A mob trial is over after Canadian cops refuse to disclose their surveillance techniques
A murder. A cocaine ring. A kidnapping.
The list of crimes that were alleged to have been committed by the upper echelons of the Montreal mafia were long, but Crown prosecutors are giving up on securing convictions for most of those charges, as it drops its wide-ranging case against more than three dozen accused mobsters.
It comes after years of legal wrangling over secret police surveillance techniques that the government has worked to keep under wraps. The Crown’s unwillingness to disclose how police tracked and intercepted encrypted BlackBerry messages appears to have led to the case’s unravelling, according to La Presse.
Prosecutors told a Montreal courtroom on Tuesday that they would not be proceeding with its case against 36 people — one of whom has since died — who were facing cocaine trafficking charges, as well as accusations of kidnapping and arson. The prosecutors don’t need to provide a reason for why they are ending, or ‘staying,’ the charges.
The arrests were made under Operation Clemenza, an investigation run by the federal Royal Canadian Mounted Police, which culminated in 2014.
VICE News has reported extensively on Clemenza, and an associated murder trial that resulted in a number of convictions in 2016.
Court documents revealed how the RCMP had obtained the global decryption key for consumer-grade BlackBerrys in 2011, directly from Research In Motion. They also detailed how police used powerful cell phone tracking technology to surveil the suspected mobsters throughout Montreal — but that the technology didn’t always work.
Government lawyers fought for months in the murder case to keep details of their BlackBerry decryption program secret, fighting defense counsel all the way to the Quebec Court of Appeal, contending that releasing the information could thwart future police investigations.

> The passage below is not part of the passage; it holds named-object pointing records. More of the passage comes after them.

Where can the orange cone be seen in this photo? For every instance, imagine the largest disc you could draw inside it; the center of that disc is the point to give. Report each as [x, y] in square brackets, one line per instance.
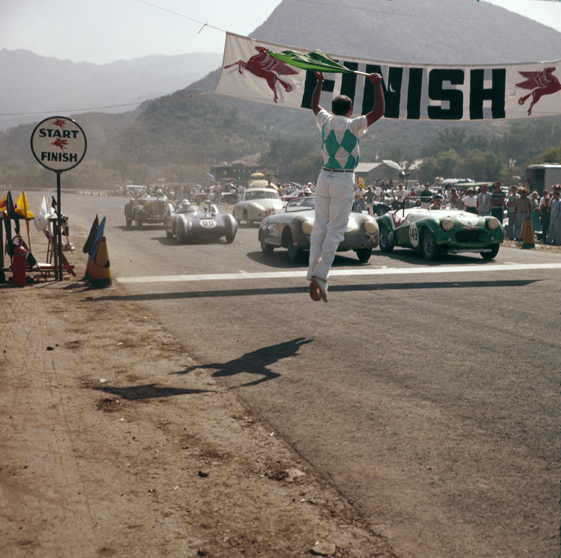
[527, 235]
[101, 272]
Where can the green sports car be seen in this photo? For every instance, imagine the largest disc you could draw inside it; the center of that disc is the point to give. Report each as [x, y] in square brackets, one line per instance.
[437, 232]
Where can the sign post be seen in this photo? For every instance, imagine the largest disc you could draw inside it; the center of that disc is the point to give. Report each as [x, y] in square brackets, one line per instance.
[59, 144]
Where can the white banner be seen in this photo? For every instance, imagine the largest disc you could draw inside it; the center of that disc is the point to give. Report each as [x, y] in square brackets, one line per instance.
[412, 92]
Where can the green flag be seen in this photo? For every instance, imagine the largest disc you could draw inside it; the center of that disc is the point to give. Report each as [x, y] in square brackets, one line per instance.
[316, 61]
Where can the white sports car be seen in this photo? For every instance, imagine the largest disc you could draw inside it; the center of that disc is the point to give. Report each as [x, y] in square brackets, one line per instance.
[256, 203]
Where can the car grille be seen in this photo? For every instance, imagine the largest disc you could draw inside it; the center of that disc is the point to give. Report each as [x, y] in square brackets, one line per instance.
[465, 237]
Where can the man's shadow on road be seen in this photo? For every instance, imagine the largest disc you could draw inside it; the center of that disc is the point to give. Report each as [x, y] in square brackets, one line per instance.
[256, 362]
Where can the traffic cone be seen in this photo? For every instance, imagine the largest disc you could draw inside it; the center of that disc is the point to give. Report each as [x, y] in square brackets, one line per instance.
[89, 268]
[527, 235]
[101, 272]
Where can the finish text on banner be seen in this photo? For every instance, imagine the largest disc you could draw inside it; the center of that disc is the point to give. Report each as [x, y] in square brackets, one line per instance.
[419, 92]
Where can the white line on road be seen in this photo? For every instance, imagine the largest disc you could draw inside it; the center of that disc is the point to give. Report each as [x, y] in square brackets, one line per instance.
[342, 272]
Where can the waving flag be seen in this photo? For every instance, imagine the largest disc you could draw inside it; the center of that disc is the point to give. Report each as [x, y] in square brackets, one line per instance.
[97, 239]
[43, 215]
[316, 61]
[22, 207]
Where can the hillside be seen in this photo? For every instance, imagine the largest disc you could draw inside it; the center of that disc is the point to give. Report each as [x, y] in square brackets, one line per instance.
[211, 129]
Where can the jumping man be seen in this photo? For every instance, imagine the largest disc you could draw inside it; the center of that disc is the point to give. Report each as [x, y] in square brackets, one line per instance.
[335, 185]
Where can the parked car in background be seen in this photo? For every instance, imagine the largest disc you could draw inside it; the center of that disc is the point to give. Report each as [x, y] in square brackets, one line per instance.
[291, 229]
[256, 203]
[146, 209]
[230, 194]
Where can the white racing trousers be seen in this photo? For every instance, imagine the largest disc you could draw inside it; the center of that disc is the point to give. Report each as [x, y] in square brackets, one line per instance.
[334, 201]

The motion at issue at the appeal court — which would have compelled Crown lawyers to hand over the global decryption key and to hand over technical details on the RCMP’s phone-tracking technology — died when six men confessed to conspiracy to commit murder in 2016. A very similar motion is likely at play in the case that was put to rest on Tuesday.
The RCMP also refused to disclose anything about their cell phone tracking hardware, and won’t even admit they the owns the devices, usually referred to as Stingrays or IMSI catchers — although documents obtained by VICE News show they do, and they use them.
The RCMP and Crown lawyers have fought to keep even this much information out of the public eye. VICE Media had to go to court to ensure that this information remains in the public domain.
The end of the Clemenza proceedings is the latest blow to a government effort to root out organized crime in Montreal.
In 2015, prosecutors had to drop a slew of charges against Hells Angels bikers, after serious abuses of process were discovered at trial.
Amid all of this, Montreal’s criminal underworld is in tumult. Targeted killings, firebombings, and drive-by shootings have surged as a power struggle emerges — with many mafioso vying to fill the void of its imprisoned members, only to have many of them back on the streets within months.